El techo estaba ricamente decorado con cientos de figuras que asomaban del blanco base y se insinuaban en tonos diversos del mismo color. Blanco sobre blanco que al entrar luz desde afuera, se convertía como por arte de magia, en todas aquellas figuras que Benito había prometido pintar, incluso esos colores que no se advertían sino les daba la luz correcta, estaban allí. Si las cortinas se corrían y el cuarto quedaba solo iluminado con la luz cenital, la decoración desaparecía y quedaba toda la superficie de un lechoso blanco insulso. Pero, si encendías las lámparas de los laterales, otra vez las figuras cobraban vida propia. No podía dar crédito a lo que veía, tal como él dijese, el vecindario no vería nada que le provocara admiración y por ende, envidia. El truco que supo usar Benito, era para que tuviésemos control sobre lo que deseábamos mostrar, el blanco uniforme o la decoración completa de cientos de coloridas imágenes ocultas.

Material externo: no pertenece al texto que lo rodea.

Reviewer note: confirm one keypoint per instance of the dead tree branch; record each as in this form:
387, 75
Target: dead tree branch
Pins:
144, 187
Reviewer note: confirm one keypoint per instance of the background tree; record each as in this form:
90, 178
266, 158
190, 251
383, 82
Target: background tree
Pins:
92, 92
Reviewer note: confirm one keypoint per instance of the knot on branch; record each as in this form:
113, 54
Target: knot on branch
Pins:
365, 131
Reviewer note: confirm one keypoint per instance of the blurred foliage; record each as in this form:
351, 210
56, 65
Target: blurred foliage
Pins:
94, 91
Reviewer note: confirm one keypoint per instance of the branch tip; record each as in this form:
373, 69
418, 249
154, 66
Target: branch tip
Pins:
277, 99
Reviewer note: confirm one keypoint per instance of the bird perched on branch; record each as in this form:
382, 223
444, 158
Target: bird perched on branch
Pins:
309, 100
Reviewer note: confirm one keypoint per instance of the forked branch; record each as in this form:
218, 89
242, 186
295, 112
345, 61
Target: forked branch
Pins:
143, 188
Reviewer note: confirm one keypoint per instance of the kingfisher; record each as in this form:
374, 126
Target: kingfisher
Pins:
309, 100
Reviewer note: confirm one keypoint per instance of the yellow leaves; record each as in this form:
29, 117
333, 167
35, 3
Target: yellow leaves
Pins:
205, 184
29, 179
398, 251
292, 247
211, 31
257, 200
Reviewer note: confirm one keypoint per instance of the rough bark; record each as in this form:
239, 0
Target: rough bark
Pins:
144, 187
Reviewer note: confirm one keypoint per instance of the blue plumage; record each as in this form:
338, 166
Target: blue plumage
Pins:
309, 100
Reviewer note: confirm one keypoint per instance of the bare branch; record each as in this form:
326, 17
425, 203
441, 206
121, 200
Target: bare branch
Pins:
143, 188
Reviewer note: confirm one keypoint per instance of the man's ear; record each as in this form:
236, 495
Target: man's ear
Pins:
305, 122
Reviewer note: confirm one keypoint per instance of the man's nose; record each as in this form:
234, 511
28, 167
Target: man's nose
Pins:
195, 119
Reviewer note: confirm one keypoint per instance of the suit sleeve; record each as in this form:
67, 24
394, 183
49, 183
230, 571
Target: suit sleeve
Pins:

Benito fue por nosotros reconocido como un auténtico decorador o artista de la pared, inigualable, tanto por su lengua vivaz, como por su habilidad como pintor.
Así nació nuestra admiración y una amistad que dura y se consolida cada vez que nos juntamos para celebrar algo o en el bar del club, donde nos hartamos de cervezas y tapas, siempre atentos a las anécdotas de Benito, que para contarlas es simplemente único.
Iré poco a poco desgranando estas aventuras en que se ha metido este italiano desde su infancia hasta nuestros días, en el barrio.
Benito Cualqueferro Morondanga será el personaje con el que comienzo mi nueva afición, la escritura de aventuras, que espero algún día publicar.